La
esperanza son las cosas con plumas que se posan en el alma. Descansan su
revoloteo en las raíces del hombre y calman el sentimiento natural de
incertidumbre, de desconfianza. Acobijan entre sus alas el corazón de los
maltrechos, los heridos, los cabizbajos. Guardan en su pecho las asperezas de
la piel y las cicatrices del corazón. Escuchan con cuidado los pensamientos que
gotean desde los ojos, y recogen las migajas que se nos caen al andar. Nos
entregan el tibio sentimiento de que mañana saldrá el sol, y que con sus rayos
se llevará la oscuridad.
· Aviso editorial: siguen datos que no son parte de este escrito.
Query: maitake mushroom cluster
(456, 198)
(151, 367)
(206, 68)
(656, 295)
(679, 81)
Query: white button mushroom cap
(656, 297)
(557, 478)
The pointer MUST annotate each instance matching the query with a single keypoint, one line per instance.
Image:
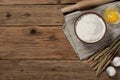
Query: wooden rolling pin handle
(84, 4)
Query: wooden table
(33, 45)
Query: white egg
(116, 61)
(111, 71)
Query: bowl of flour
(90, 27)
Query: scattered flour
(90, 28)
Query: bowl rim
(85, 14)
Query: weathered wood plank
(3, 2)
(69, 1)
(34, 42)
(48, 70)
(30, 15)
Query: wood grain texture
(33, 45)
(69, 1)
(48, 70)
(30, 15)
(9, 2)
(34, 42)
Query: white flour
(90, 28)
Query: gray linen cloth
(85, 50)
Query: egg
(112, 15)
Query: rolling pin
(84, 4)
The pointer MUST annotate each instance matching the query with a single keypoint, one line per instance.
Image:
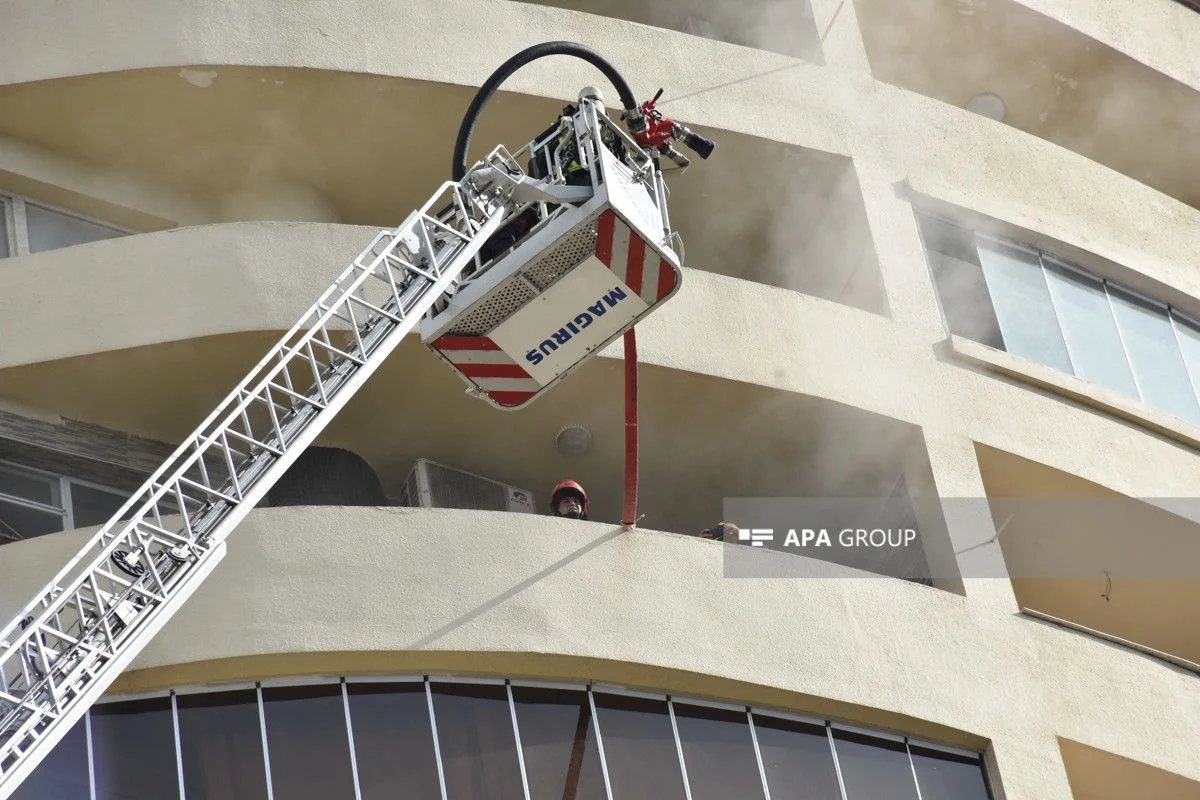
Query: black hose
(525, 56)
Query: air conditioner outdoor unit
(436, 486)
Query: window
(1027, 302)
(426, 738)
(28, 227)
(34, 503)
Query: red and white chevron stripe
(639, 266)
(489, 367)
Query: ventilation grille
(515, 293)
(451, 488)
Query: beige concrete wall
(1162, 34)
(395, 589)
(262, 276)
(121, 198)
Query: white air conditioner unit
(436, 486)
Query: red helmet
(569, 487)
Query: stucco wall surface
(363, 581)
(232, 280)
(1000, 169)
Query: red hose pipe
(629, 515)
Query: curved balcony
(364, 590)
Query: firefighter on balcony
(569, 500)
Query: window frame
(993, 234)
(64, 483)
(12, 206)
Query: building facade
(942, 259)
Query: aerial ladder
(515, 274)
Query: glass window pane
(718, 752)
(942, 776)
(639, 746)
(5, 229)
(29, 486)
(19, 522)
(479, 752)
(1091, 331)
(52, 230)
(559, 744)
(1023, 305)
(797, 759)
(93, 506)
(63, 775)
(874, 769)
(964, 296)
(222, 745)
(1155, 355)
(306, 743)
(1189, 341)
(954, 262)
(393, 741)
(133, 751)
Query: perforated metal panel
(563, 258)
(514, 293)
(502, 304)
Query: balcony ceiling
(1056, 83)
(701, 438)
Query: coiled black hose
(525, 56)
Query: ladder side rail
(209, 429)
(233, 395)
(243, 398)
(471, 236)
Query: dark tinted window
(797, 759)
(942, 776)
(639, 746)
(559, 744)
(63, 775)
(874, 769)
(718, 752)
(221, 740)
(310, 752)
(479, 751)
(133, 746)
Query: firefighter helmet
(565, 488)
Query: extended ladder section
(520, 278)
(72, 641)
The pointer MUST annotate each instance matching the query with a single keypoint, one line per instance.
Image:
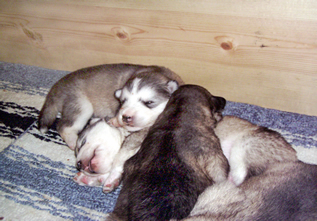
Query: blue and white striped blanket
(36, 170)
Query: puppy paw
(70, 139)
(112, 182)
(237, 177)
(114, 122)
(85, 179)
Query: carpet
(36, 170)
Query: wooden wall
(254, 51)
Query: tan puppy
(284, 191)
(266, 181)
(89, 92)
(250, 149)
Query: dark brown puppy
(179, 158)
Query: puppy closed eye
(122, 101)
(149, 104)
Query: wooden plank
(263, 54)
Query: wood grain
(257, 52)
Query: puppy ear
(218, 103)
(117, 93)
(172, 86)
(93, 120)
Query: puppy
(99, 157)
(250, 148)
(142, 99)
(284, 191)
(178, 159)
(89, 92)
(96, 148)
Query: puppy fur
(250, 149)
(284, 191)
(87, 93)
(178, 159)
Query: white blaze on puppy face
(140, 107)
(97, 146)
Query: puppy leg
(114, 179)
(85, 179)
(75, 116)
(238, 166)
(130, 146)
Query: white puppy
(96, 148)
(142, 99)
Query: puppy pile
(177, 156)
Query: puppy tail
(47, 114)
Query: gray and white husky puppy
(266, 180)
(284, 191)
(250, 148)
(178, 159)
(89, 92)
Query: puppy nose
(79, 165)
(126, 118)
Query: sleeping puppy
(142, 99)
(178, 159)
(101, 152)
(97, 146)
(250, 148)
(284, 191)
(89, 92)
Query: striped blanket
(36, 170)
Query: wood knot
(121, 34)
(225, 42)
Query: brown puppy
(178, 159)
(284, 191)
(89, 92)
(272, 183)
(250, 149)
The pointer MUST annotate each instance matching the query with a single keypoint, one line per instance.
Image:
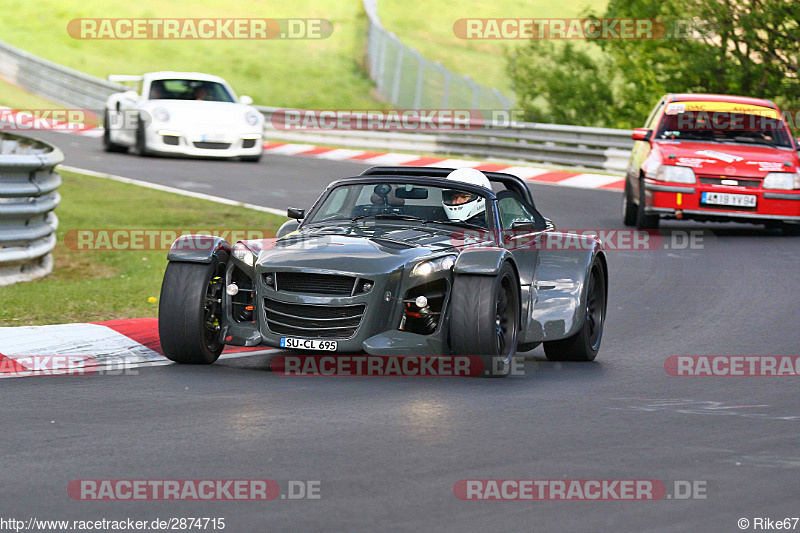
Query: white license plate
(722, 198)
(212, 137)
(308, 344)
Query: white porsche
(182, 113)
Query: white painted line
(291, 149)
(340, 154)
(525, 172)
(588, 181)
(390, 160)
(182, 192)
(454, 163)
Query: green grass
(101, 285)
(299, 73)
(428, 27)
(18, 98)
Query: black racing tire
(189, 311)
(643, 220)
(629, 210)
(790, 230)
(584, 345)
(141, 140)
(484, 319)
(109, 146)
(527, 347)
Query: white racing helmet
(461, 205)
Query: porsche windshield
(209, 91)
(403, 201)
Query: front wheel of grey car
(584, 345)
(189, 312)
(484, 319)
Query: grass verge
(91, 285)
(429, 29)
(310, 73)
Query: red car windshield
(725, 127)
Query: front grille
(741, 182)
(314, 321)
(212, 146)
(327, 284)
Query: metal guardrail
(410, 81)
(593, 148)
(28, 196)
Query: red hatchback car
(712, 157)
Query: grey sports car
(396, 261)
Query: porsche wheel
(584, 345)
(189, 312)
(629, 210)
(643, 220)
(109, 146)
(141, 140)
(484, 319)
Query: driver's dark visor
(456, 197)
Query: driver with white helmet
(464, 206)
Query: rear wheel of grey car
(107, 144)
(628, 207)
(190, 310)
(643, 220)
(584, 344)
(484, 319)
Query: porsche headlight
(782, 180)
(161, 114)
(251, 117)
(675, 174)
(244, 254)
(426, 268)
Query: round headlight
(251, 117)
(161, 114)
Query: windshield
(209, 91)
(762, 126)
(403, 201)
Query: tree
(744, 47)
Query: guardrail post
(28, 196)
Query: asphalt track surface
(388, 451)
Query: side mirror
(641, 134)
(523, 225)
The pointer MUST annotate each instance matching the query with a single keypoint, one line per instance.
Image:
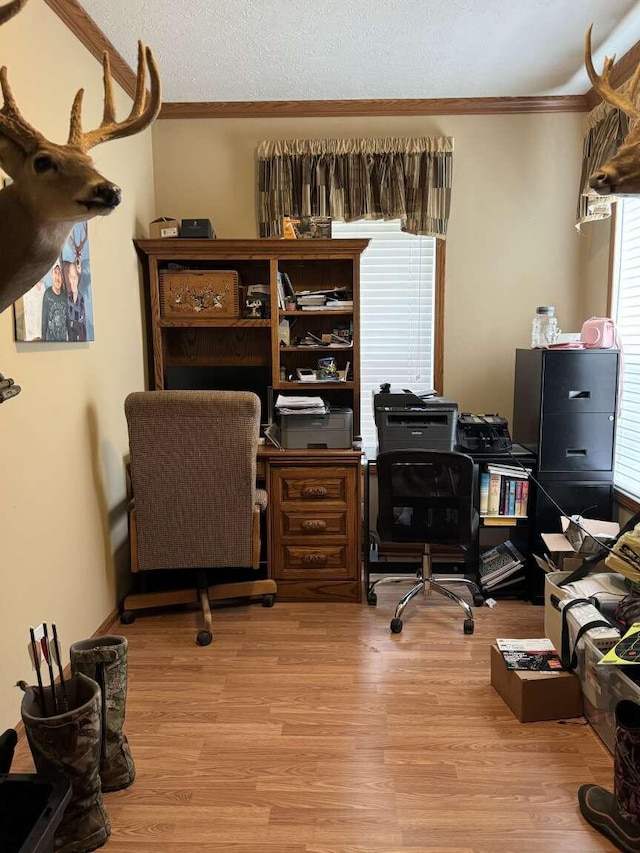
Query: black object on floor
(31, 809)
(8, 741)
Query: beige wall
(63, 439)
(512, 243)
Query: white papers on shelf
(288, 405)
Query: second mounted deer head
(54, 186)
(621, 174)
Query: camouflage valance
(349, 179)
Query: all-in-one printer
(408, 421)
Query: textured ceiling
(256, 50)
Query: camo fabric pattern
(69, 742)
(104, 659)
(627, 760)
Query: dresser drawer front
(304, 485)
(298, 561)
(313, 524)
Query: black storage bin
(31, 809)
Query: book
(538, 655)
(484, 492)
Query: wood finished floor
(309, 728)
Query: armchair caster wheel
(204, 638)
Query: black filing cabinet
(565, 411)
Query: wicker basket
(199, 293)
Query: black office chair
(427, 496)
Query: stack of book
(502, 569)
(504, 492)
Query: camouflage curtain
(605, 129)
(348, 179)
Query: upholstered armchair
(195, 503)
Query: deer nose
(109, 194)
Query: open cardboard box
(534, 696)
(565, 553)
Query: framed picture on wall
(59, 308)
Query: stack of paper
(301, 405)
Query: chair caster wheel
(204, 638)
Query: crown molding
(373, 107)
(92, 37)
(620, 73)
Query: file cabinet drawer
(313, 524)
(328, 561)
(581, 443)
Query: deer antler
(144, 110)
(602, 83)
(12, 124)
(10, 9)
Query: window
(397, 296)
(626, 312)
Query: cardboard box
(163, 227)
(535, 696)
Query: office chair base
(204, 638)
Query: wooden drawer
(328, 561)
(314, 524)
(308, 485)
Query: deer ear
(12, 157)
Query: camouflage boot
(617, 815)
(69, 743)
(105, 660)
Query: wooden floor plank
(309, 728)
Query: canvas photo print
(59, 307)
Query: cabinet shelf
(309, 386)
(331, 312)
(208, 322)
(317, 348)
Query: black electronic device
(483, 433)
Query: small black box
(200, 228)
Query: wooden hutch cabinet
(202, 337)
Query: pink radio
(599, 333)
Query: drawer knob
(313, 524)
(314, 492)
(316, 559)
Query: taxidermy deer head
(621, 174)
(55, 186)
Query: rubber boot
(617, 815)
(105, 660)
(69, 743)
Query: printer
(408, 421)
(317, 431)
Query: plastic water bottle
(544, 329)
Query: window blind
(397, 289)
(626, 313)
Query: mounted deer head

Nos enseñan que incluso en el negro manto de la noche
se encuentran cocidos botones de luz, que guían nuestro camino como un sendero
titilante.
La
esperanza descansa acurrucada a nuestras costillas, se alimenta de los nudos
que se atoran en la garganta y los sollozos acallados por los que han sido
llamados débiles. Se deja ver luego del naufragio, como un salvavidas, cuando
en realidad siempre ha estado allí, esperando pacientemente el momento
reflexivo y determinante, dejando a sus alas argentadas alzar vuelo y llevarse
lejos las tribulaciones propias de los confundidos, los inseguros, los
corazones resquebrajados.
Somos lo
que la vida trajo, y la esperanza lo que nos alienta, somos viento y marea, una
ola empedernida, un rastro en la orilla, un mensaje único. Somos polvo de
viento, dejando una estela al paso, un sendero, estrellas alineadas en un
sentido. Somos nuestras cicatrices, los dolores, las penas y las rabias. Somos
risa, llanto, cariño. Somos un abrazo apretado, una mirada fija. Somos una
lagrima descarriada, un puño firme. Somos lo que somos, y lo seguiremos siendo,
hasta que nuestro ser deje de ser si mismo, y solo seamos polvo de viento en la
memoria de todos. El eco de las olas rompiendo contra la costa y volviendo al
origen. En ese momento, seremos recuerdos, seremos historia. Seremos eternos.